In what American Commitment President Phil Kerpen called “a gutless sacrifice of principle,” last week the House GOP capitulated to relentless lobbying from big retail interests by stripping language repealing price controls on debit card use from the Financial CHOICE Act.
This is not only wrong because the effect of the price controls has been to increase costs for those on the margins of the banking system – the underbanked – but because price controls are always harmful. They distort the normal working of supply and demand and generally benefit most those whom they were not intended to help in the first place. Thus, for example, the debit card price controls were purported to help small merchants, but in many cases they saw their costs go up, as they lost access to deep discounts they had before the price controls were introduced (the price ceiling actually became a floor.)
That the House GOP could not rally against such a blatant interference in the free market is an extremely worrying sign. We are seeing similar things happen to the once proudly Thatcherite British Conservative Party, which included price controls on energy costs in its disastrous manifesto.

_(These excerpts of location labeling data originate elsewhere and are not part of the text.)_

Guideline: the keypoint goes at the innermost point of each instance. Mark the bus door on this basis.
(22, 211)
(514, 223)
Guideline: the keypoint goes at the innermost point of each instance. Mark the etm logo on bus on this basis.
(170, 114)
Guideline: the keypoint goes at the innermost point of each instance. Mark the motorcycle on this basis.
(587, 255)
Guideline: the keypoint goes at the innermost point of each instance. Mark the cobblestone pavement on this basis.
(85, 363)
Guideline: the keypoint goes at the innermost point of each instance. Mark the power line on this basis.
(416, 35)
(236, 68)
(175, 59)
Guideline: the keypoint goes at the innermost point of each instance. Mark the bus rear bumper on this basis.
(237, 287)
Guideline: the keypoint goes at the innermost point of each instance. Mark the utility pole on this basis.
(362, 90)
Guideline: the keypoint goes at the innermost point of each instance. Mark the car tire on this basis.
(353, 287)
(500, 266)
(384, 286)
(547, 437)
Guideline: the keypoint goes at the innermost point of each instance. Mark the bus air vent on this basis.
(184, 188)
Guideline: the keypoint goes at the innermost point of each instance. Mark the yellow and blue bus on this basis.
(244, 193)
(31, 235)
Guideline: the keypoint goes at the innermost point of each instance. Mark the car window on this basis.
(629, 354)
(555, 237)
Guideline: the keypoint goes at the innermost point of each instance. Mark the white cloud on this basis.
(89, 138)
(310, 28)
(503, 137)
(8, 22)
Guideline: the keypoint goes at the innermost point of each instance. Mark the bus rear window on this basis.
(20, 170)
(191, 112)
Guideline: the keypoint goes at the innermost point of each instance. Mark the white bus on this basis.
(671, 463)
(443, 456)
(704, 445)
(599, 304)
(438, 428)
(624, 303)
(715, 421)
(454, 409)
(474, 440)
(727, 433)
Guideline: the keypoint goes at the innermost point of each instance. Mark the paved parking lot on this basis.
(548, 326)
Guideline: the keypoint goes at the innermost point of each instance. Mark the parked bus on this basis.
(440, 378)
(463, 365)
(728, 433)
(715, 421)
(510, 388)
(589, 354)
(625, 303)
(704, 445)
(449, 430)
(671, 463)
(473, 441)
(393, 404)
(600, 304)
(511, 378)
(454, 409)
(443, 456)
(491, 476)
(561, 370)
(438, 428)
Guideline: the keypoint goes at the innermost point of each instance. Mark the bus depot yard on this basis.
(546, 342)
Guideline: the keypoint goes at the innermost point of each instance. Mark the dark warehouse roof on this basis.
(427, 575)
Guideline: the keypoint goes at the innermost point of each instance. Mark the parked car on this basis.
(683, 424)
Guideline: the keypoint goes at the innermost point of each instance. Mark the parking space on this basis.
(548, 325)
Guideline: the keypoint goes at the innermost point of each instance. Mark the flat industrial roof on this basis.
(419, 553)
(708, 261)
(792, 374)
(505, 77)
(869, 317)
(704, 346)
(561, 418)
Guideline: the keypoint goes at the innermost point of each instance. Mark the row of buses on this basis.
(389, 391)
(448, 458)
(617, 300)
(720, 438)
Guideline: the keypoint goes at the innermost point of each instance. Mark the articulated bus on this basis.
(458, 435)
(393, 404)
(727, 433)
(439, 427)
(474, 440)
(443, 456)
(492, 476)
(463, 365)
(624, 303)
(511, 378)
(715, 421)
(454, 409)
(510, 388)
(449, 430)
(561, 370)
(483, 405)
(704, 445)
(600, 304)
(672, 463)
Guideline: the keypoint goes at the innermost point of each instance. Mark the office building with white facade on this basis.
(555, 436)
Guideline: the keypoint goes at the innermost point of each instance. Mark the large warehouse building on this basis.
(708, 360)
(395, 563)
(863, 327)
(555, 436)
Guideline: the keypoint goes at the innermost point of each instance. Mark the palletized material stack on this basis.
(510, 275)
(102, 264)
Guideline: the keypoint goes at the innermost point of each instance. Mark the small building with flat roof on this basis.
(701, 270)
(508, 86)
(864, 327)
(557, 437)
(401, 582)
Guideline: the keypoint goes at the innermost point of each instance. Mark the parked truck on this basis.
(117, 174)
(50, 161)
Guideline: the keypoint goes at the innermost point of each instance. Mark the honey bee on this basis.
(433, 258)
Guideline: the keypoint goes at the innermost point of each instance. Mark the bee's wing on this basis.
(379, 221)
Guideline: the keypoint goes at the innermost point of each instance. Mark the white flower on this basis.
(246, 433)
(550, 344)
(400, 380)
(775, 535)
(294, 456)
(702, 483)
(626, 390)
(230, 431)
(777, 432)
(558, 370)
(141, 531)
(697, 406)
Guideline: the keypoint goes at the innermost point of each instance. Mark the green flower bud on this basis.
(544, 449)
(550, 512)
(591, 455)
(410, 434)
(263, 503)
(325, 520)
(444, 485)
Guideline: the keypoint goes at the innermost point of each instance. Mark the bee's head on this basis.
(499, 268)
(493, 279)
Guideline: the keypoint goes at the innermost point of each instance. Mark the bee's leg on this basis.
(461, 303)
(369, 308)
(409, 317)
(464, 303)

The last Republican administration to embrace price controls was Nixon’s, and the great economist Henry Hazlitt roundly excoriated it for doing so, in advice that proved to be prophetic. The fact that his speech was reproduced in the very first issue of Hillsdale College’s Imprimis publication should speak volumes.
Are Anglo-American conservatives so quickly forgetting the lessons of the past? It appears so. When it comes to toying with price controls, one of the copybook headings of economics, perhaps the so-called conservatives should remember the words of Rudyard Kipling:
And that after this is accomplished, and the brave new world begins
When all men are paid for existing and no man must pay for his sins,
As surely as Water will wet us, as surely as Fire will burn,
The Gods of the Copybook Headings with terror and slaughter return!
A gutless – and foolish – sacrifice of principle indeed.